I love it. It’s even better than I had envisioned. It’s low-slung and kinda sexy and looks amazing from every angle which is great since it’s visible from the living room, dining room and kitchen. To me, it looks like the chair form of those preppy equestrian blazers with leather elbow patches. I would totally wear this chair.
The day I brought it home, Cheetah was curled up in it within five minutes, and that very same evening Mabrey wiped spaghetti sauce on it. The spaghetti sauce literally came up with one swipe of a wet cloth. If we were to have a fourth baby (we’re not), I would name it Nano-Tex.
I placed the front feet on the shag rug and angled the chair in toward the coffee table. I stuck felt pads (from the junk drawer) on the back feet to protect the wood floor. Eventually, I’ll probably upgrade to these, but the “free” felt ones are fine for the time being. I really like how the chair closes off the seating area. Before, the space always felt a little lopsided with most of the furniture sitting off to one side. It feels more balanced and intimate now.
Obviously, I couldn’t leave the chair floating by itself looking all lonesome.

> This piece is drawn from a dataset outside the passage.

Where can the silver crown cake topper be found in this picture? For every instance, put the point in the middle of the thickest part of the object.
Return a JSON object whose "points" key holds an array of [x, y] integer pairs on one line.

It needed a side table and a reading light to keep
me it company. Since the chair was a splurge, the table and light had to be budget-friendly, but, again, I wanted them to be unique. I wanted a petite, round table to allow traffic to flow freely and mesh with the low arms and scale of the chair. It took me a while, but I found the perfect reclaimed teak table from Overstock of all places. (Shopping Overstock is a lot like shopping secondhand stores, except the inventory is new. You have to sort through a bunch of junk to find the good stuff.) I scored it for $111 with a 12% coupon. The natural wood and organic curves give it a bohemian vibe. The open spaces keep it from feeling too heavy.
The lamp is vintage from ebay. It set me back $25 and was originally a weird mauve-brown color (seen here). I taped off the wood accent, light socket and cord and gave it a few coats of flat black, heat-resistant spray paint which we already had on hand. I love how the black paint sets off the shape.
I wrapped the upper third of the fugly cord in leather lace from JoAnn’s ($4 with a coupon) using the same method I used on the kitchen desk lamp. Then like the sly cord hater I am, I snaked the cord through the table. One more reason to love that lil’ table!
The kuba cloth pillow and indigo mudcloth throw are from here and here, respectively. I stole the pouf from the gray chair and now no one wants to sit there because it’s impossible to lounge with your feet on the floor. Which begs the question, “Are two poufs in one room too many?” The little blue and white pot on the mantel is the peruvian planter from West Elm. The snake plant hides the gas shutoff for the fireplace. I still haven’t figured out a way to disguise the dreaded boob speakers :/
I’ve been jokingly referring to the new chair as my mama chair, yet every time I go to sit in it someone has already beat me to it. It’s the new favorite seat in our house. Burning fire or not, it’s a great little reading and/or wining spot regardless.
But seriously, kids and cat, BACK OFF IT’S MINE. If you’re good, maybe I’ll leave it to you in my will.